Autor: Mee JF; Teagasc, Moorepark Research Centre, Animal and Bioscience Research Department, Fermoy P61P302, Ireland. Electronic address: john.mee@teagasc.ie., Hayes C; Department of Agriculture, Food and the Marine, Model Farm Road, Cork, Ireland., Stefaniak T; Department of Immunology, Pathophysiology and Veterinary Preventive Medicine, Wroclaw University of Environmental and Life Sciences, 50-375 Wrocław, Poland., Jawor P; Department of Immunology, Pathophysiology and Veterinary Preventive Medicine, Wroclaw University of Environmental and Life Sciences, 50-375 Wrocław, Poland.
Jazyk: angličtina
Zdroj: Animal : an international journal of animal bioscience [Animal] 2023 May; Vol. 17 Suppl 1, pp. 100774.
DOI: 10.1016/j.animal.2023.100774
Abstrakt: This review of bovine foetal mortality (>42 d gestation) concluded that while the majority of risk factors associated with sporadic loss operate at animal-level, e.g. foetal plurality, those that operate at herd-level, e.g. some foetopathogenic infections, are more likely to result in abortion outbreaks.
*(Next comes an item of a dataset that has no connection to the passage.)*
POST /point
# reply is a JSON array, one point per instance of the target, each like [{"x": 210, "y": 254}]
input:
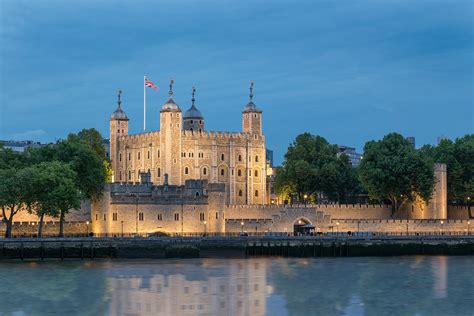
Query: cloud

While the causes of foetal mortality have traditionally been classified as infectious and non-infectious, in fact, the latter category is a diagnosis of exclusion, generally without determination of the non-infectious cause. This review has also established that the traditional dichotomisation of infectious agents into primary and secondary pathogens is based on a flawed premise and these terms should be discontinued. The delicate balance of the maternal gestational immune system between not rejecting the allograft (conceptus) but rejecting (attacking) foetopathogens is stage-of-pregnancy-dependent thus the timing of infection determines the clinical outcome which may result in persistent infection or foetal mortality. Utilisation of our knowledge of the materno-foetal immune responses to foetopathogenic infection has resulted in the development of numerous mono- and polyvalent vaccines for metaphylactic or prophylactic control of bovine foetal mortality. While some of these have been shown to significantly contribute to reducing the risk of both infection and foetal mortality, others have insufficient, or conflicting evidence, on efficacy. However, recent developments in vaccinology, in particular the development of subunit vaccines and those that stimulate local genital tract immunity, show greater promise.